# SKYRAY EDX 3000 MANUAL?



## Anonymous (Jan 1, 2010)

Hi all,

I recently purchased a second hand SKYRAY EDX 3000 system, but the previous owner did not have the instruction manual. Anyone out there know a source (other than Skyray company) where I might be able to acquire an electronic copy?

Thanks - - Rob


----------



## patnor1011 (Jan 1, 2010)

this is what I have found:
http://milleniumgoldsystems.com/edx3000.doc


----------



## Anonymous (Jan 1, 2010)

Yep....that's all I have found also. Not easy to locate anything online other than that overview.

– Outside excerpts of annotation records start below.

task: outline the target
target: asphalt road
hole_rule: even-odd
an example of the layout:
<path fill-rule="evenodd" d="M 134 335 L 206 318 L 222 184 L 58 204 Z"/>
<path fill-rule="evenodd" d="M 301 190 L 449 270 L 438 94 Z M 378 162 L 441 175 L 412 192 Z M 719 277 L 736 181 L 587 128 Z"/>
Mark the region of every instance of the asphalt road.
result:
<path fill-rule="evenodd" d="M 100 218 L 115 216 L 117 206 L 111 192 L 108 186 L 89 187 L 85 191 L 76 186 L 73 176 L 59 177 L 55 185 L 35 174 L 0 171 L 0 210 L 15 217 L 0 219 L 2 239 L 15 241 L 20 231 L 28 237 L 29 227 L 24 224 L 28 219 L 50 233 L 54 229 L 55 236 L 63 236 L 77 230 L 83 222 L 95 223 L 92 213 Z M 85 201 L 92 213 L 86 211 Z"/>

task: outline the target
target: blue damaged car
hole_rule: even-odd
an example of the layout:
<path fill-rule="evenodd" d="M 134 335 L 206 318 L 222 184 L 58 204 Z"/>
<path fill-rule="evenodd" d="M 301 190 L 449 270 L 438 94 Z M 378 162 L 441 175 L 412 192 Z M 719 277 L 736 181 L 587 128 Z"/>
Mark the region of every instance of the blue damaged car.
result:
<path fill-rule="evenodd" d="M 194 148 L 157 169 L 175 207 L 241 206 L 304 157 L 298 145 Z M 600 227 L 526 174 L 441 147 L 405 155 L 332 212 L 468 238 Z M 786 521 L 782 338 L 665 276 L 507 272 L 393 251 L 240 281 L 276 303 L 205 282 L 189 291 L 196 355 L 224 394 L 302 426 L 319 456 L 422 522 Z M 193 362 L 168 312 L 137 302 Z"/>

Thanks.


----------



## jimdoc (Jan 1, 2010)

Would the pdf on this page help?
http://www.worldoftest.com/edx3000.htm


----------



## Anonymous (Jan 3, 2010)

Thanks for that link Jim. It does provide more than I have, but still need some concrete operating guidelines. I will continue to google other sources and see what I can find. Thanks again!


----------



## jimdoc (Jan 3, 2010)

Maybe you could request a copy of the manual from the company in the pdf? They have a telephone number in there. Just tell them you are very interested in buying one, but want to know how to use it to make sure it is what you need.
Jim


----------



## mattafc (May 30, 2011)

Does anyone have any experiance of dealing with Skyray? I contatced them with regard to purchasing an EDX machine and have been put onto an associate as I am oversea's and appear to be dealing with someone in China who has offered me a machine at a knockdown price.

Is this 'normal'. As I went through the main Skyray website I would expect it to be legit, but something just doesn't feel right!!


----------